Я посмотрел на упавшего громилу. На мостовой белела его рука, но в ней ничего не было. Я огляделся – может, он его обронил? Хотя, скорее всего, он его спрятал. Я, затаив дыхание, подошел поближе. Сунул руку ему под плащ, нащупывая карманы, но его плащ был придавлен телом. Я осторожно взял его за плечо, приподнял…
И тут он глухо застонал и сам по себе перевернулся на спину. Его рука бессильно шлепнулась на мостовую, ударившись о мою ногу.
Мне хотелось бы сказать, что я просто отступил на шаг, понимая, что высокий все еще не в себе и почти ничего не видит. Мне хотелось бы рассказать вам, что я остался невозмутим и сделал все, чтобы запугать их еще сильнее, или, по крайней мере, произнес на прощание нечто впечатляющее либо остроумное.
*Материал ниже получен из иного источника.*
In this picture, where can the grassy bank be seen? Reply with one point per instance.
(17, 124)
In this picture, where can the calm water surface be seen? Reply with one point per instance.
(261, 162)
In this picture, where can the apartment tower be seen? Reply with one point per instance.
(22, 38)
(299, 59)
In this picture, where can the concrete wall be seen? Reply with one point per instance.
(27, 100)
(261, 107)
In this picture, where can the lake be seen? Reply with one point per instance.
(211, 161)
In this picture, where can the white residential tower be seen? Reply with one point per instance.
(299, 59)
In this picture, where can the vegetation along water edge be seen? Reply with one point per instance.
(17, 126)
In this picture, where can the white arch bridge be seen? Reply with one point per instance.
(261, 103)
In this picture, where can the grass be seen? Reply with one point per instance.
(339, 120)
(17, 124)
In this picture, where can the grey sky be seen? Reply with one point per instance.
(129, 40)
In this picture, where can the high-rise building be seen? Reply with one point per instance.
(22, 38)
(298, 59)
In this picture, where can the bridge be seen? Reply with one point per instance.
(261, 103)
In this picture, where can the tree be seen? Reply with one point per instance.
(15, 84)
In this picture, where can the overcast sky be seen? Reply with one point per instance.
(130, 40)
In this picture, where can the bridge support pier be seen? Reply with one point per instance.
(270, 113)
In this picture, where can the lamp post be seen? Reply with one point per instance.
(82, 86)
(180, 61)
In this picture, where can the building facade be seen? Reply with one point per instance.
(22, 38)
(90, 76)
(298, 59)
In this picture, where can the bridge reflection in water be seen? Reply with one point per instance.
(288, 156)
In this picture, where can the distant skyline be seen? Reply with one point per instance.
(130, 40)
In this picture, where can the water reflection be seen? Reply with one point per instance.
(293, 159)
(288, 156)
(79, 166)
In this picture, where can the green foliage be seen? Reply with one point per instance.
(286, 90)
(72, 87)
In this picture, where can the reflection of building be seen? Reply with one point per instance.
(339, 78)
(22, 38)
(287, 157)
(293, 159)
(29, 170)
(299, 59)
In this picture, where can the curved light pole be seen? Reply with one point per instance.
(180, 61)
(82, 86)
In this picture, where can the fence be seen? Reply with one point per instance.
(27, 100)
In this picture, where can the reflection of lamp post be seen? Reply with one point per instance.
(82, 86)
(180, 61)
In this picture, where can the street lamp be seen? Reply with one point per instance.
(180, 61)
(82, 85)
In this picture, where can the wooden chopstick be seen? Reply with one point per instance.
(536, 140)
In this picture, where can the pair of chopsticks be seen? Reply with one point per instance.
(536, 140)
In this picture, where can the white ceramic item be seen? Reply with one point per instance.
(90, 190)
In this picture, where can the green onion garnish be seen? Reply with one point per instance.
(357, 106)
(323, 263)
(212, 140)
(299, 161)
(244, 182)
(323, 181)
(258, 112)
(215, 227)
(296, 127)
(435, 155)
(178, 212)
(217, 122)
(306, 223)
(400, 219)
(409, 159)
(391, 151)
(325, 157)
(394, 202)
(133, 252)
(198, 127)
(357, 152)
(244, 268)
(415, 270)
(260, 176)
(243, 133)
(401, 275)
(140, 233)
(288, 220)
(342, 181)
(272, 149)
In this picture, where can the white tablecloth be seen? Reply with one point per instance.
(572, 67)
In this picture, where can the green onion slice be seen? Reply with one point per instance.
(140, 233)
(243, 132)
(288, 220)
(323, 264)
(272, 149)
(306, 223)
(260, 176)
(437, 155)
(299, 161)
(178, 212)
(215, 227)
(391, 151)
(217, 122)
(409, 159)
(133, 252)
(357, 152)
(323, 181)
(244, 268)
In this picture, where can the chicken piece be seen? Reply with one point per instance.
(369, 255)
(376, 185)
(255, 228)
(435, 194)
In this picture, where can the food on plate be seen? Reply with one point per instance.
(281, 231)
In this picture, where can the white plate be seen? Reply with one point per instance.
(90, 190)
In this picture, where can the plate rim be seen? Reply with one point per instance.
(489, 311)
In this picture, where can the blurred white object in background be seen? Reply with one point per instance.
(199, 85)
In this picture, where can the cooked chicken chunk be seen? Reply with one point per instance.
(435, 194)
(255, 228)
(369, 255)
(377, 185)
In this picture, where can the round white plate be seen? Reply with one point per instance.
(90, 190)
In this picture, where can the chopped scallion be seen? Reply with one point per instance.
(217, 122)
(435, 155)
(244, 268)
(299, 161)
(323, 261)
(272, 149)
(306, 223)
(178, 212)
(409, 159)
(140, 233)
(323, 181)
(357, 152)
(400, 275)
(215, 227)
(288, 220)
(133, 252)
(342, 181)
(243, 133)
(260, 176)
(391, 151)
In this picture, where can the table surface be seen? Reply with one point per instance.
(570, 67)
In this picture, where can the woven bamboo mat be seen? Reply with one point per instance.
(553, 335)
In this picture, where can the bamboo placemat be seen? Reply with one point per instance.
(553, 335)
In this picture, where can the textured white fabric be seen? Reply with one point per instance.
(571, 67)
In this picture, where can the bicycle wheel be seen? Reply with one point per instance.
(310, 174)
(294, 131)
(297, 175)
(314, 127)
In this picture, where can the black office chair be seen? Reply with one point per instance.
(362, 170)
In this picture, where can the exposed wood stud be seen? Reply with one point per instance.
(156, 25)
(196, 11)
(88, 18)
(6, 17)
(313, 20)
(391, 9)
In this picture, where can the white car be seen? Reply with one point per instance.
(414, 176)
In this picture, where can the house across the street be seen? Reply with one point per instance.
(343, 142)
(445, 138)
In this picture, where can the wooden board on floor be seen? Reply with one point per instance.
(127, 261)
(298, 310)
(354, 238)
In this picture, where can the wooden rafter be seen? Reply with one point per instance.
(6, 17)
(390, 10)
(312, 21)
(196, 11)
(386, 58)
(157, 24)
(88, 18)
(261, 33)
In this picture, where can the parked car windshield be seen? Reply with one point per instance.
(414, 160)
Но это была бы неправда. На самом деле я рванул прочь, точно вспугнутый олень. Я пронесся добрую четверть мили, прежде чем темнота и ослабленное вспышкой зрение меня подвели, я врезался в коновязь и мешком рухнул на землю. Ушибленный, окровавленный, полуослепший, я остался лежать на мостовой – и только тут сообразил, что никто за мной не гонится.
Я с трудом поднялся на ноги, браня себя за глупость. Если бы я не потерял головы, я мог бы отобрать у них поисковый компас и обеспечить себе безопасность. Ну а так придется принять другие меры предосторожности.
Я вернулся к Анкеру, но, когда я пришел, в окнах трактира света не было, и дверь была заперта. И вот, полупьяный и раненый, я полез в окно, подцепил шпингалет, потянул… Окно не открывалось.
Миновало не меньше оборота с тех пор, как я последний раз возвращался домой так поздно, что мне пришлось лезть в окно. Может, петли заржавели?
Я прислонился к стене, достал свою лампу и выставил ее на самый тусклый свет. И только тут я увидел, что в щели оконной рамы что-то торчит. Неужто Анкер забил мое окно?
Однако, пощупав, я обнаружил, что это не дерево. Это был листок бумаги, сложенный во много раз. Я вытащил его, и окно легко отворилось. Я залез внутрь.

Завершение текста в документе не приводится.